O dia em que as boas utopias viraram realidade (Um conto em estilo à la Veríssimo)

Mesmo sendo Dislexo, das poucas oportunidades que tive de ler bons livros, na infância até o término da minha primeira graduação, um dos autores brasileiros que mais gostei entre tantos, foram as obras de  Luís Fernando Veríssimo, escritor do Rio Grande do Sul, filho de Érico Veríssimo.

Este conto é de certa forma, uma homenagem  e representação ao meu jeito de escrever como escrevo com nuances do estilo que sempre admirei... Boa leitura!


🌤️ O dia em que as boas utopias viraram realidade  
(Um conto em estilo à la Veríssimo)

Naquela terça-feira sem pressa, o mundo acordou esquisitamente funcional. O despertador tocou na hora certa, o café saiu forte sem entornar e o Wi-Fi... pasmem... não caiu nenhuma vez. Mas ninguém achou estranho. Pelo contrário: o estranho era como tudo parecia, enfim, do jeito que sempre deveria ter sido.

As boas utopias, aquelas que costumavam habitar discursos de formatura e cartazes de ONG, resolveram fazer hora extra no mundo real.  

🚲 As bicicletas ganharam preferência nas ruas. Motoristas sorriam e diziam “por favor, pode passar” com tanta sinceridade que pedestres pararam só para ver se era pegadinha.  

🍲 Nos restaurantes, o garçom explicava o cardápio com uma empolgação digna de Óscar e terminava com um: "Mas se não gostar, a gente troca, sem problema!"—como se o mundo fosse um lugar justo.  

📚 Crianças debatiam política nas escolas com argumentos melhores que os do Congresso. E, mais surpreendente, escutavam umas às outras.

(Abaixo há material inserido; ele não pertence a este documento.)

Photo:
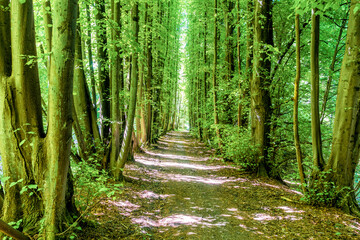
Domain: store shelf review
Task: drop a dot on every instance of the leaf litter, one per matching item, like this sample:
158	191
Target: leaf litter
177	189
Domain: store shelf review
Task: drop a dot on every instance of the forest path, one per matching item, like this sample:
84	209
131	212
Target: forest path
176	190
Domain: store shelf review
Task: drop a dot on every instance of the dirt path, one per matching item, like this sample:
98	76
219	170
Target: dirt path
177	191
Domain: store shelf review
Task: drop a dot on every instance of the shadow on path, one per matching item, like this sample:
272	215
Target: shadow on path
176	190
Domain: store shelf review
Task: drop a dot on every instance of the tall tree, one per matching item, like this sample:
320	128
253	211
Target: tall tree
345	150
117	167
37	158
296	103
103	68
315	115
261	108
214	82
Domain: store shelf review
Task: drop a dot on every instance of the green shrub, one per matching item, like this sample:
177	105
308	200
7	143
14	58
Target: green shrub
237	147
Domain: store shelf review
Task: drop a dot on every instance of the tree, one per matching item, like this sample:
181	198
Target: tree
214	82
315	117
296	103
345	150
261	108
117	167
37	158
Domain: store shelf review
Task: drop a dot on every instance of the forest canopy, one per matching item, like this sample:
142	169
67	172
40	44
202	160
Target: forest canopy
272	86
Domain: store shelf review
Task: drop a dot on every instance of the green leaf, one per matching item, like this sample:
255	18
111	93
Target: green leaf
22	142
356	8
23	189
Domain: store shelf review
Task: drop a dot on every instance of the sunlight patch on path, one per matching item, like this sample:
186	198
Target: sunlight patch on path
207	180
177	220
155	162
174	156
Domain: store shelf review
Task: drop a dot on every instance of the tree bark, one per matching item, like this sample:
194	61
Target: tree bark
103	69
116	79
331	71
315	117
36	158
125	146
261	109
216	116
345	150
296	104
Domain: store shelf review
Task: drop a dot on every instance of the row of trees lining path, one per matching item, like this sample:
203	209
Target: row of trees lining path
178	190
95	81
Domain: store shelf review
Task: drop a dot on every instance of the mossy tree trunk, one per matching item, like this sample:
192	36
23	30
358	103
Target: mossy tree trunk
116	83
261	108
214	81
315	115
345	148
296	104
118	166
35	157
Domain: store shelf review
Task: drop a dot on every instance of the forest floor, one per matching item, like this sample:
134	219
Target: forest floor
178	190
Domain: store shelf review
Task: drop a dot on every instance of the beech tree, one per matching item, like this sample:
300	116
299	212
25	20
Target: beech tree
345	150
37	158
261	108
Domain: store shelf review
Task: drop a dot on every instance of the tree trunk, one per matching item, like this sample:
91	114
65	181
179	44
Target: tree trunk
116	79
125	146
345	148
91	64
216	116
149	77
315	117
85	121
331	71
249	65
34	158
296	104
261	108
103	69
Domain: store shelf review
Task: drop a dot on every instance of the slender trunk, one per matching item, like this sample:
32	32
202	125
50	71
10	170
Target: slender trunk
103	69
125	146
249	64
261	109
91	64
149	77
216	116
116	75
315	118
296	105
345	150
331	71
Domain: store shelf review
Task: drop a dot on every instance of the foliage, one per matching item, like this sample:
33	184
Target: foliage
238	147
92	184
322	192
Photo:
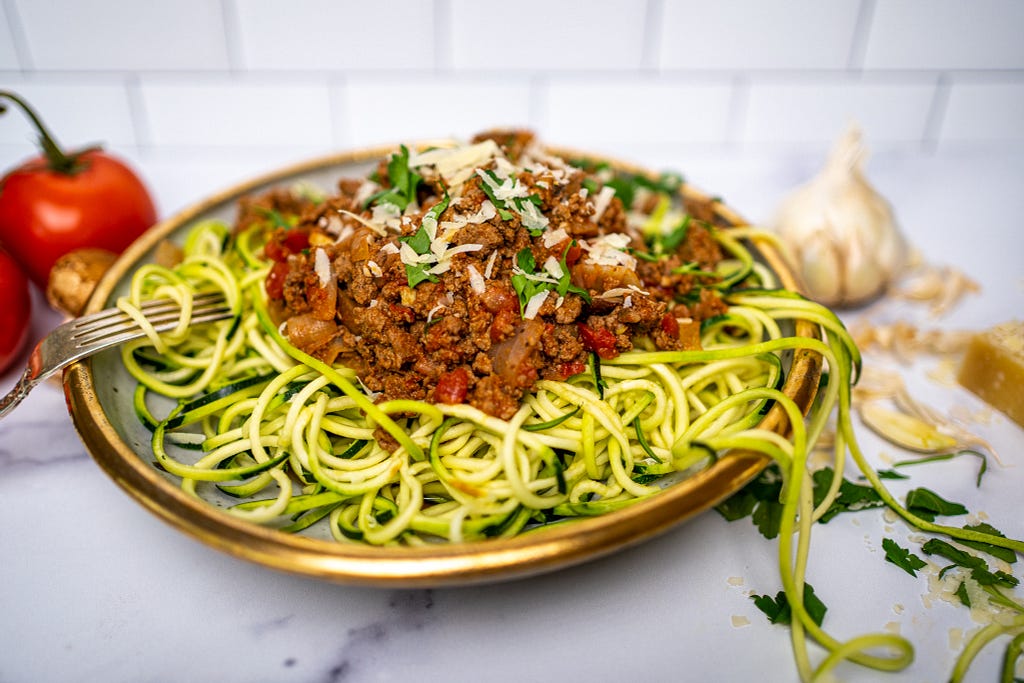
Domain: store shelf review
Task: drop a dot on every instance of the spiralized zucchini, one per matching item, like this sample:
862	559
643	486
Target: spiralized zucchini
298	443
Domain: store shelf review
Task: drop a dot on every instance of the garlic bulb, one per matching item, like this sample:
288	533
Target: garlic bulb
842	233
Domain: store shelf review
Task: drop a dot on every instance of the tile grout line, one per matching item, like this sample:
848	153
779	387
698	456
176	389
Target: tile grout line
136	109
232	36
650	55
443	58
936	115
738	111
18	39
861	36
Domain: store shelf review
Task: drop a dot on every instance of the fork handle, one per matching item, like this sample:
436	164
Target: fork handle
26	383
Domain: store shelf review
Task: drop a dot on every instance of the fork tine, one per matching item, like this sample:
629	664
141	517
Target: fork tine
129	329
150	309
147	308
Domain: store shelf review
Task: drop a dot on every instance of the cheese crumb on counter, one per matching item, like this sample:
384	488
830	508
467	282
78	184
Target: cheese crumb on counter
993	369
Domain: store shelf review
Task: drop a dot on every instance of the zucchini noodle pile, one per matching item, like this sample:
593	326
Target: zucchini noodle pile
292	441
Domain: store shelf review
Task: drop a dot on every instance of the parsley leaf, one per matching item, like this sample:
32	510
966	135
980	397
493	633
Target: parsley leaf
1005	554
927	504
778	610
760	501
852	497
419	272
891	474
420	243
902	557
952	553
980	571
963	594
404	182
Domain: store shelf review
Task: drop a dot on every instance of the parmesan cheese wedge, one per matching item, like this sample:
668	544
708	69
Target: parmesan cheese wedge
993	369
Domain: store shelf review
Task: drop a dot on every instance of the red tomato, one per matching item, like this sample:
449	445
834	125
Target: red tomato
452	387
15	306
61	202
600	341
670	325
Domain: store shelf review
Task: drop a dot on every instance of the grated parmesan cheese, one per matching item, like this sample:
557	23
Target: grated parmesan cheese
488	269
534	305
609	250
322	265
553	238
601	202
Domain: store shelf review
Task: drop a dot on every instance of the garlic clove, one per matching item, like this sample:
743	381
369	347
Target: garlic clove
847	246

📞 As pessoas ligavam umas pras outras só pra conversar. Sem pedir nada. E desligavam com um “te cuida” que deixava um quentinho no peito.

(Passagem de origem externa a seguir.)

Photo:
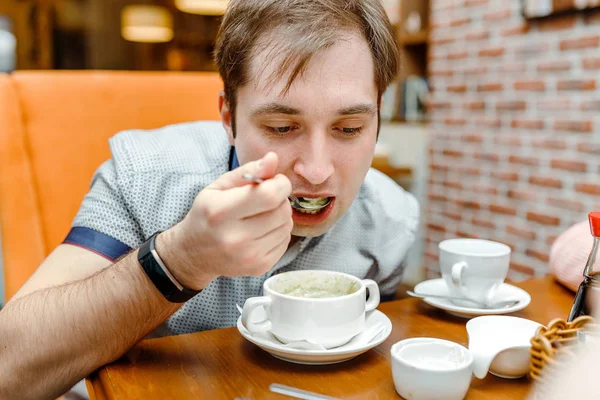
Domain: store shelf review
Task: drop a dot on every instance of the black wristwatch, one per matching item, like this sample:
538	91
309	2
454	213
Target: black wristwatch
159	274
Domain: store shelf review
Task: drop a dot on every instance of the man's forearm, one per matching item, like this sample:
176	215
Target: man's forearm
52	338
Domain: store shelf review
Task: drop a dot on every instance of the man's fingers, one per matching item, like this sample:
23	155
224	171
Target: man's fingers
263	223
263	169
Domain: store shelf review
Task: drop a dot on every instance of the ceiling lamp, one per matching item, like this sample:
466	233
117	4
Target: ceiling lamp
202	7
147	24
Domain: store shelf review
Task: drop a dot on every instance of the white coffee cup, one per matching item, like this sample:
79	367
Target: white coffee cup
328	321
473	268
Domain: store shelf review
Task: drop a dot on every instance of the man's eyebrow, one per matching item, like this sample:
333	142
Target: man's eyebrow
358	109
274	108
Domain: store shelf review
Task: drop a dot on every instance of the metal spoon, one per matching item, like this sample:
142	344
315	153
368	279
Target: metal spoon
496	304
293	199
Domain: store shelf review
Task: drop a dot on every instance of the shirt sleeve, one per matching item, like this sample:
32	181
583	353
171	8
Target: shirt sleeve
103	223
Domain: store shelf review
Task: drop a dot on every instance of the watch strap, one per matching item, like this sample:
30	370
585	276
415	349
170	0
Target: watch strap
160	275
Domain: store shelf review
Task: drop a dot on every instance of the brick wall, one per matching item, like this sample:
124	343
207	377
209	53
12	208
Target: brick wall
515	131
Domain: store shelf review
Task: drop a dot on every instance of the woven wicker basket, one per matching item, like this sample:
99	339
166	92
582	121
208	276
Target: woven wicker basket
553	340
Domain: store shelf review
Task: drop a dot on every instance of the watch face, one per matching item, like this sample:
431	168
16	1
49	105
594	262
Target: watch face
153	267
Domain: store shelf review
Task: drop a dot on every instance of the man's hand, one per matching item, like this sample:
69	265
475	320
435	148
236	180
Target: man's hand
234	228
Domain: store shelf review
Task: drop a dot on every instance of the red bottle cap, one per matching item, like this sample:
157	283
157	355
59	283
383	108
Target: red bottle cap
595	223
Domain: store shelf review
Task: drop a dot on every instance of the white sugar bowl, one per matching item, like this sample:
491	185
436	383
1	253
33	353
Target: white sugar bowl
431	369
500	344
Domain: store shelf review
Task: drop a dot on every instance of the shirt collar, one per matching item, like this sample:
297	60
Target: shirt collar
233	161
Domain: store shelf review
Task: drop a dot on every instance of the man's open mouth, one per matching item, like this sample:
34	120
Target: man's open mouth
309	205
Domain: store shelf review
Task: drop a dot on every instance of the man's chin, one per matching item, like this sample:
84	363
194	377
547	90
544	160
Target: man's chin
310	231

O senhor Ernesto, aposentado e portador de um ceticismo crônico, desconfiou logo no primeiro bom-dia vindo do cobrador do ônibus. “Tá querendo me vender consórcio?” pensou. Mas não. Era só gentileza mesmo.

No fim do dia, enquanto o sol se despedia com aquele tom alaranjado de comercial de margarina, as pessoas perceberam que o mundo funcionava melhor quando ninguém tentava tirar vantagem de ninguém.

E o mais curioso: ninguém soube explicar por que tudo tinha mudado. Talvez alguém tenha apertado um botão secreto na ONU, ou foi só uma conjunção muito afortunada entre Júpiter, Mercúrio retrógrado e o bom senso.

Mas, naquela terça-feira utópica, todo mundo dormiu com a sensação de que, se quisesse, o mundo podia continuar assim amanhã. E no outro amanhã. E depois também.

— Só depende da gente, disse a Dona Iolanda, enquanto regava suas flores e esperanças.

E pela primeira vez em muito tempo... ninguém riu disso.